There were no beeps or buzzes from the translator. Communications had done its usual superb job.

Kwoort said, “I note your intention. I have some knowledge of not-Soldiers, because I once observed your world. It was interesting.”

“That's what brought us here,” Hanna said, “the knowledge that you visited a world where not-Soldiers live, though it is not the only one. There are many, and I will tell you of the others if that is what you desire. You prepared for the possibility that we would come, did you not? Is that the reason for the surveillance devices in your solar system?”

Until now only the lower pair of Kwoort's eyes had been open—not exactly without pupils, as Maya Selig had reported, though the darker segments, arranged in a regular pattern in each eye, certainly did not work the way human eyes did. Now he opened the others. It was the first time Hanna had seen the phenomenon, and suddenly she understood the nature of those eyes' field of vision, which had puzzled her when the Holy Man opened hers. They appeared different from the others only in having more of the darker dots, but they saw, literally, memories.

“I had . . . I had the satellites set in place . . .” he said uncertainly, and stopped for a moment. Then he went on firmly, “They are there to give warning if our enemy again achieves the ability to attack from space.”

The upper eyes closed. He had not exactly lied. He had tried to remember the time of the satellites' building and launching and found nothing. The memory was gone; he had seized on the most likely explanation, and he would now be sure that it was true.

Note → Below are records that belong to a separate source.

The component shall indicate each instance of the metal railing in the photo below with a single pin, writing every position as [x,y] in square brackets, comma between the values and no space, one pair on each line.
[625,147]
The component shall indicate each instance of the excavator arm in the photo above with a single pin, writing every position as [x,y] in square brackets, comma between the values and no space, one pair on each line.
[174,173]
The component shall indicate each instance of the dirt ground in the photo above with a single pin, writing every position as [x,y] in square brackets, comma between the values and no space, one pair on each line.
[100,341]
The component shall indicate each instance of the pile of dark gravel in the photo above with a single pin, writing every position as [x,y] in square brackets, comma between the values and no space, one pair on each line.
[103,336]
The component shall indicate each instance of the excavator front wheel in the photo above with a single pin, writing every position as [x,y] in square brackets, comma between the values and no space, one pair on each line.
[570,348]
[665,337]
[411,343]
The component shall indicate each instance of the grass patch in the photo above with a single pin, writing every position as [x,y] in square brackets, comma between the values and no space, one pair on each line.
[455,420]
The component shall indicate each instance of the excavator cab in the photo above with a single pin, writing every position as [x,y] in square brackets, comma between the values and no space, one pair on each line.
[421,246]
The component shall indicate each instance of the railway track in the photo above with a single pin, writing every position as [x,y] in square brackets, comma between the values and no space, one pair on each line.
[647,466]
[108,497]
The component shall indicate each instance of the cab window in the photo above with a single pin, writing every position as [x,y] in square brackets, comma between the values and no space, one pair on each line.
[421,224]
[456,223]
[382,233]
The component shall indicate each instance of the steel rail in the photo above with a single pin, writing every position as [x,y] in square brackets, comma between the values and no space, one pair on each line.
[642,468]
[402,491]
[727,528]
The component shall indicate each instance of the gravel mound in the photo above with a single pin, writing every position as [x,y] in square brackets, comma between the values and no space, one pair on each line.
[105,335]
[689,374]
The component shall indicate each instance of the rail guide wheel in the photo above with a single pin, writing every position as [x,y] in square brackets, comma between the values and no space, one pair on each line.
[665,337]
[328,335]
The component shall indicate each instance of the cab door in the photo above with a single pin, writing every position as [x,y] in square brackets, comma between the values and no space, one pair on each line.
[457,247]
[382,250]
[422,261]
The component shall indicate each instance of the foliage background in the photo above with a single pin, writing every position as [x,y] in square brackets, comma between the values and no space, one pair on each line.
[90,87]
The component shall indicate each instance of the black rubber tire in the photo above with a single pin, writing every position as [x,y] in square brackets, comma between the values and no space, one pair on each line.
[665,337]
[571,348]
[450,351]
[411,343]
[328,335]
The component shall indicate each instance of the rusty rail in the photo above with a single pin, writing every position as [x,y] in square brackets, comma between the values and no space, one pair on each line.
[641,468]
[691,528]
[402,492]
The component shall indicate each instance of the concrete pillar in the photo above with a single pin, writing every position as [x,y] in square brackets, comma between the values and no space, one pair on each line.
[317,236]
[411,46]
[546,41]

The hot air stirred. The storm might have speeded up. Hanna had dressed for the heat in a skimpy top and long gauzy skirt, and the skirt fluttered wildly in a sudden gust. The ring she had taken back, as if it had decided to be a weather-teller, emitted one of its unpredictable flashes of blue. Kwoort noticed. He said warily, “What is the purpose of that device?”

“It is decorative—”
Chirp
, said the translator. “It is pleasant to look at,” Hanna hazarded. “That is its only function.”

“What does the light mean?”

“I don't know. The stone came from a place where one great intelligence lives, and they think it is alive in some way. It flashes for reasons they do not understand and we do not understand.”

“I do not know what you mean by ‘one great intelligence.' And you say ‘they.'”

“Both descriptors are true. It would take a long time to tell you about it. I spent the years of two summers studying this intelligence, and there is still much to learn. There are other not-Soldier beings on other worlds who are not like you and not like us.” She paused, thinking he would pounce on that. It ought to have been the most interesting statement Kwoort had heard in his life.